No pueden aumentar la información.

Pero aún en el que caso de que existieran mutaciones "favorables", con eso no hacemos absolutamente nada. Pues la hipótesis evolucionista necesita, imprescindiblemente, no mutaciones favorables, sino transmutaciones.

Tratemos de visualizar por un momento, la increíble complejidad de un ojo, que consta de estructuras complicadísimas, tales como membranas exteriores, coroides, retina, cristalino, diafragma, humores, etc., que tienen que estar perfectamente desarrolladas y coordinadas para poder funcionar y cuya aparición al azar supondría obviamente la ocurrencia de miles de mutaciones "creativas" afectando el conjunto de genes que rigen ésta función.

Pero además, ¿de qué le serviría a un ser vivo desarrollar un ojo, sin desarrollar simultáneamente el nervio óptico (para transmitir el estimulo), El quiasma (para su interrelación), el tálamo óptico (para su procesamiento) y un área especifica de la corteza cerebral para la interpretación del estimulo?

Todas estas estructuras, o aparecen simultáneamente y en estado de plena perfección o no sirven para nada. Por lo contrario, son un estorbo para la supervivencia.

Recordemos también que todas las estructuras de un ser vivo están rigurosamente correlacionadas entre sí. Por consiguiente, para que un cambio significativo en una estructura o en una función sea viable, tiene que cambiar simultáneamente todo el organismo. Y para que esto ocurriera, tendría que cambiar todo el código genético, en forma simultánea y sin un sólo error. Es decir, debería ocurrir una mutación gigantesca, un reordenamiento radical de todo el genoma, dirigido y especificado hasta los más mínimos detalles para producir un ser viviente capaz de funcionar.
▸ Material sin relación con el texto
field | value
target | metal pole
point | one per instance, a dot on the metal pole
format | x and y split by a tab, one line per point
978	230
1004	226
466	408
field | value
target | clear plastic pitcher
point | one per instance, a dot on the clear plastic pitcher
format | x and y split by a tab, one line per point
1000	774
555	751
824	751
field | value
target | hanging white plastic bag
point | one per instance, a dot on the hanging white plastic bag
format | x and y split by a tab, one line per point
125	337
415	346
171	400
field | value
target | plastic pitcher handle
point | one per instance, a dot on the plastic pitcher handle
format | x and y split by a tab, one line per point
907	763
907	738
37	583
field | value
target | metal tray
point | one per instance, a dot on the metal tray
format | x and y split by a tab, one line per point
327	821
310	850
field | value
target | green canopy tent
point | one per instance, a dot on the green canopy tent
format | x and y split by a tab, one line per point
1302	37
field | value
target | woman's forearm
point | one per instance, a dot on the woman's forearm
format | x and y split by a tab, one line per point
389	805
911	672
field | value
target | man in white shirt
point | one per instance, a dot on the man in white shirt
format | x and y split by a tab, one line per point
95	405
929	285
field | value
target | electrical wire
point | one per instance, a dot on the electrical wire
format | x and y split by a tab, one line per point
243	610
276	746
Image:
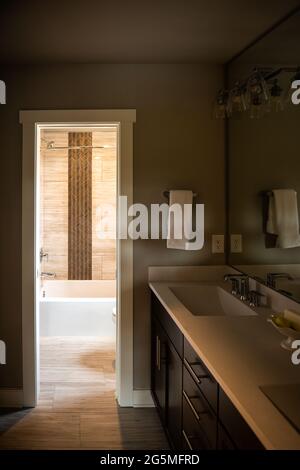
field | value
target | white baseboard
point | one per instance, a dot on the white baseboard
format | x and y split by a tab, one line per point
142	399
11	398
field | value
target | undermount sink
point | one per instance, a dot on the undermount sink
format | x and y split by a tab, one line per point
210	301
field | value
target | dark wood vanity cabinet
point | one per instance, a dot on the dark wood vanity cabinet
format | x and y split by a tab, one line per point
167	380
194	410
159	367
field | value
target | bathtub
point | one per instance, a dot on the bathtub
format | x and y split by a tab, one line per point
78	308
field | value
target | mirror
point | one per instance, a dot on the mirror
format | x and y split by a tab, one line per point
264	159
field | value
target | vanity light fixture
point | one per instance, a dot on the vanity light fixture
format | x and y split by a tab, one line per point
260	93
220	106
236	100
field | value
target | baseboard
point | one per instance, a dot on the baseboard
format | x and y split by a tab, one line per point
142	399
11	398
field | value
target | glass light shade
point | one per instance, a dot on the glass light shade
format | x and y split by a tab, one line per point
220	107
236	100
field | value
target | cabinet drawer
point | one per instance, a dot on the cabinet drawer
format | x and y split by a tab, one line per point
239	431
198	434
201	375
199	420
168	324
224	440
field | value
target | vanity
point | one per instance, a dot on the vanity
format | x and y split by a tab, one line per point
211	355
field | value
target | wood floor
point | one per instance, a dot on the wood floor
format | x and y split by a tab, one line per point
77	408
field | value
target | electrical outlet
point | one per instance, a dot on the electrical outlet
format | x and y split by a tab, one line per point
218	243
236	243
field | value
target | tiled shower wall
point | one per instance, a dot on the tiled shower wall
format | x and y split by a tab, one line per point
54	202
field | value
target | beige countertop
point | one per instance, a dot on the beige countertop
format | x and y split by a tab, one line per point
243	354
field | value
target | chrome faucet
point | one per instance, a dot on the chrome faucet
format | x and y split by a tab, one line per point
272	277
43	255
255	298
48	275
239	285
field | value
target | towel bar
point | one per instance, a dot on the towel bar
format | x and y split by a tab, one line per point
167	194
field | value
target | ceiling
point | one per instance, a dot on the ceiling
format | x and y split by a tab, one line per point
132	31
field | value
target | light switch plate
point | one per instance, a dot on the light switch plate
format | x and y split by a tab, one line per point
217	243
236	243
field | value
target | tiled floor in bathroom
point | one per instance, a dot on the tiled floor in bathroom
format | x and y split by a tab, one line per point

Esto es, de vivir.

Allá por la década del 40 (sigloXX), R. Goldschmisdt ferviente evolucionista, después de haber dedicado casi toda su vida al estudio de las mutaciones concluye diciendo que es absolutamente imposible que ellas puedan explicar la transformación de las especies, explicándolo de la manera siguiente.
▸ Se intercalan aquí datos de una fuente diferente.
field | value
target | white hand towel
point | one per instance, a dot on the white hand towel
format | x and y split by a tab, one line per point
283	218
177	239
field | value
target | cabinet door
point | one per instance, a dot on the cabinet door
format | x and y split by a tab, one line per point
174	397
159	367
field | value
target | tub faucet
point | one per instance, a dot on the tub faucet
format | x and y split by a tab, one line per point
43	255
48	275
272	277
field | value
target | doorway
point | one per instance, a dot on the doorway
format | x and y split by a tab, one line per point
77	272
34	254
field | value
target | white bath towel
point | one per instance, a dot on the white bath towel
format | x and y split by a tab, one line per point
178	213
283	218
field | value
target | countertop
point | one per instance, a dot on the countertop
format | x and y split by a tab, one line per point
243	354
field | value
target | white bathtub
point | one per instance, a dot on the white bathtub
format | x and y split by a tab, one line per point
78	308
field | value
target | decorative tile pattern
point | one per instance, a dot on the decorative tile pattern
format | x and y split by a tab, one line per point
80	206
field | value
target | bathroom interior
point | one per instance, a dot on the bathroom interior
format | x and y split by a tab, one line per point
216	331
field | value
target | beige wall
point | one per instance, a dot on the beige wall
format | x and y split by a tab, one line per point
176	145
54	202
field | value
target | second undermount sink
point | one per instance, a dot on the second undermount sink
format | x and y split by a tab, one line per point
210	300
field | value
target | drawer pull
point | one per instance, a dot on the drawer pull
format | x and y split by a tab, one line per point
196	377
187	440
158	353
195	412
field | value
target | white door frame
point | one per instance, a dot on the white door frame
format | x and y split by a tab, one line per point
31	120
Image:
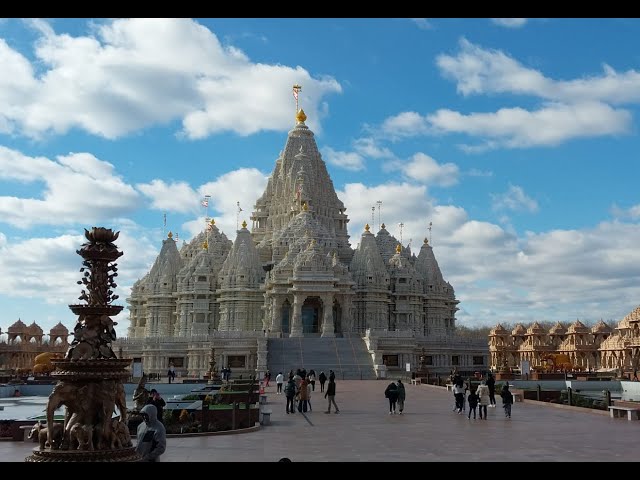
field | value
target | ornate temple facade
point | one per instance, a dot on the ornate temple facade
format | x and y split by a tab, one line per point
600	347
20	344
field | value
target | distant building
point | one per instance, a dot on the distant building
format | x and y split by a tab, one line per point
600	347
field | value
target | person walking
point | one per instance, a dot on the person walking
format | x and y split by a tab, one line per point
279	382
401	396
391	392
290	393
157	401
151	435
322	378
458	393
507	399
312	380
303	396
472	401
491	383
309	390
331	395
483	395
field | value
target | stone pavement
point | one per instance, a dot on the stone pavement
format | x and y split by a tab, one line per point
428	431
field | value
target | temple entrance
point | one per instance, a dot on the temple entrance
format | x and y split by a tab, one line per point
311	310
286	315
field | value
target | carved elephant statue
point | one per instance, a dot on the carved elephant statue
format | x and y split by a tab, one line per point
88	403
42	433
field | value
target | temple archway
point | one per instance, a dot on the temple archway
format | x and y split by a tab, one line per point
286	316
311	314
337	317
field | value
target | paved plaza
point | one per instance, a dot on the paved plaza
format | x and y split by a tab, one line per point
428	431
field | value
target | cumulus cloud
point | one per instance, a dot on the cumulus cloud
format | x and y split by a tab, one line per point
510	22
46	269
174	197
477	70
514	199
348	160
135	73
243	185
422	23
550	125
423	168
77	185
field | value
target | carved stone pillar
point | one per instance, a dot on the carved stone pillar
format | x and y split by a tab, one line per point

Según la teoría evolucionista las mutaciones originarían nuevas variedades o subespecies a partir de las especies y estas sub especies serían - siempre según el darwinismo - el origen del antecesor común de un nuevo grupo taxonómico, los mamíferos por ejemplo.

Pero este antecesor común tiene que ser - de acuerdo al evolucionismo - un organismo relativamente no especializado, para que pueda dar origen así a nuevas especies, ya que la evolución procedería de lo general a lo particular, esto es, del antecesor común a sus descendientes.
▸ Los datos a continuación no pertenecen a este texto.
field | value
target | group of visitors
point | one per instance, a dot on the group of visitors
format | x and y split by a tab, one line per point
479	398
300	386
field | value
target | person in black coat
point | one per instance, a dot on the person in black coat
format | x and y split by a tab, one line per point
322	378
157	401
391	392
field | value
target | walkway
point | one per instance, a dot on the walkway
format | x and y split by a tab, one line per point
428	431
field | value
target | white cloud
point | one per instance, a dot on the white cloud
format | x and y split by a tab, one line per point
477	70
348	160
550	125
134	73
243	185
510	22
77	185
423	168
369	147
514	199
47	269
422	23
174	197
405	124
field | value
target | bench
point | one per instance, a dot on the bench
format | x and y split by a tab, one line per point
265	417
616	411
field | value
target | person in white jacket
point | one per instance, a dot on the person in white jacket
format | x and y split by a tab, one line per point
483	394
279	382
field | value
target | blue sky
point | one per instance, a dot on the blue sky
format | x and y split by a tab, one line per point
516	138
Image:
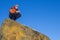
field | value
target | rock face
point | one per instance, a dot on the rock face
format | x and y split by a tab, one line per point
12	30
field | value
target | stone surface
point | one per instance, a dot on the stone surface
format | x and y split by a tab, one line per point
12	30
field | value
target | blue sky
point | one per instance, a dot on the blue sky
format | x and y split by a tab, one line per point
40	15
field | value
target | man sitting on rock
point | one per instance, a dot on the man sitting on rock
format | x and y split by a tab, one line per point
14	13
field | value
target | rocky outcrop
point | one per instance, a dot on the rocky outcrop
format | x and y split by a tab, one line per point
12	30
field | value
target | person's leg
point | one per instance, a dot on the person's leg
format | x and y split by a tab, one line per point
12	16
17	15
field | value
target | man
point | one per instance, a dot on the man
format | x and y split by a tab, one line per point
14	13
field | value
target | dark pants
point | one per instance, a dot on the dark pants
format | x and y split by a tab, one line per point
14	16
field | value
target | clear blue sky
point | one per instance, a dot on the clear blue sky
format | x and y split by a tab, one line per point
40	15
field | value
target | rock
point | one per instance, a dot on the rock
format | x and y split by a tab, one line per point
12	30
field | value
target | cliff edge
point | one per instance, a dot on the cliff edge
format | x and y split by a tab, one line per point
12	30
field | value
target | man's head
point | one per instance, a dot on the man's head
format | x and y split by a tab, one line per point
16	6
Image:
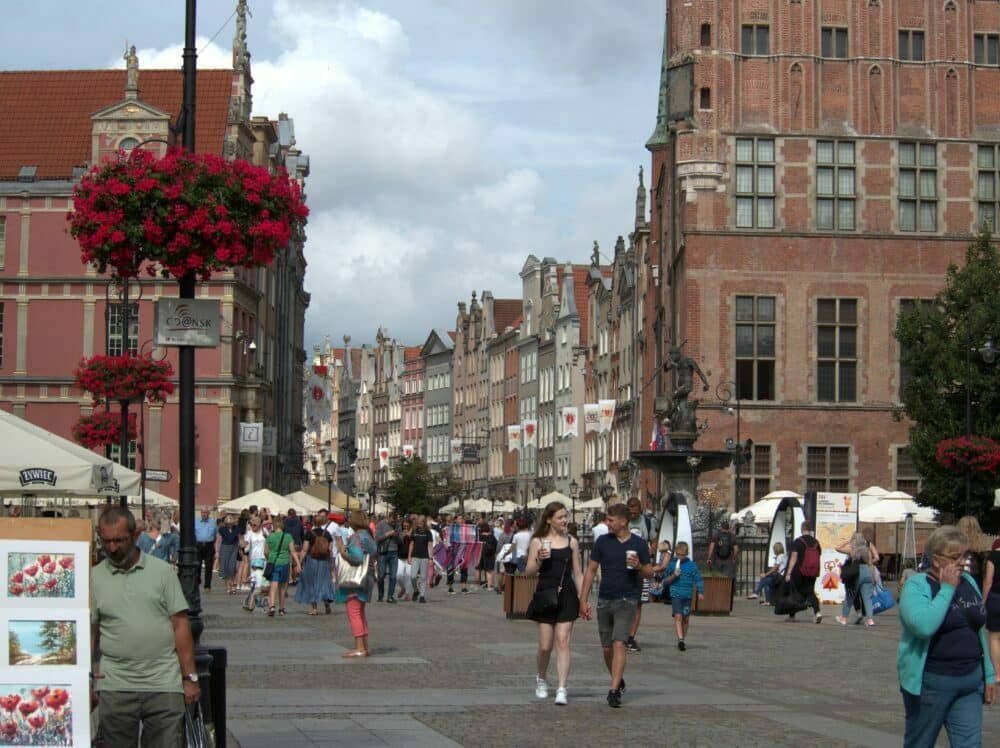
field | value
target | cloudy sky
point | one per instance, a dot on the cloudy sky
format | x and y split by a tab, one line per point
448	139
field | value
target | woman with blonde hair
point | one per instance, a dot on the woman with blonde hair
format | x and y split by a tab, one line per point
355	599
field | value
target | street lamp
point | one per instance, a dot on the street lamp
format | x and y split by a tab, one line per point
330	468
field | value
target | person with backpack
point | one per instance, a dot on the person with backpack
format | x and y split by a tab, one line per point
316	583
803	568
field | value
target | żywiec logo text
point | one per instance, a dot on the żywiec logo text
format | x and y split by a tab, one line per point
35	476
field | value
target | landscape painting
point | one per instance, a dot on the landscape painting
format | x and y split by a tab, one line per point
41	642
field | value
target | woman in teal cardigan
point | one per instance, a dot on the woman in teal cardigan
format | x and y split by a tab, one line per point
945	673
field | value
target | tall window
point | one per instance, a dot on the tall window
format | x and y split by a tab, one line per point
835	184
907	477
988	181
836	350
911	44
755	326
986	49
834	42
755	476
755	183
828	468
116	342
917	187
754	39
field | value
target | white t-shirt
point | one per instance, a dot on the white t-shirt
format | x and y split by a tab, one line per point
521	542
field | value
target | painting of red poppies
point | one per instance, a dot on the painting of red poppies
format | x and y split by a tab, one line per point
35	715
41	575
De manera que las mutaciones habrían primero diferenciado (especializado) una especie en sus variedades, y luego, esas mismas mutaciones habrían tenido que des-diferenciar (des-especializar) las sub-variedades, para formar el antecesor común - relativamente no especializado - de las nuevas especies.

Es decir que las mutaciones habrían tenido que ir primero en una dirección, y luego exactamente en la dirección opuesta.

La contradicción es manifiesta, absoluta y fatal. Tanto que ningún autor evolucionista se ha atrevido siquiera a tratarla.

La única respuesta ha sido el silencio y el olvido.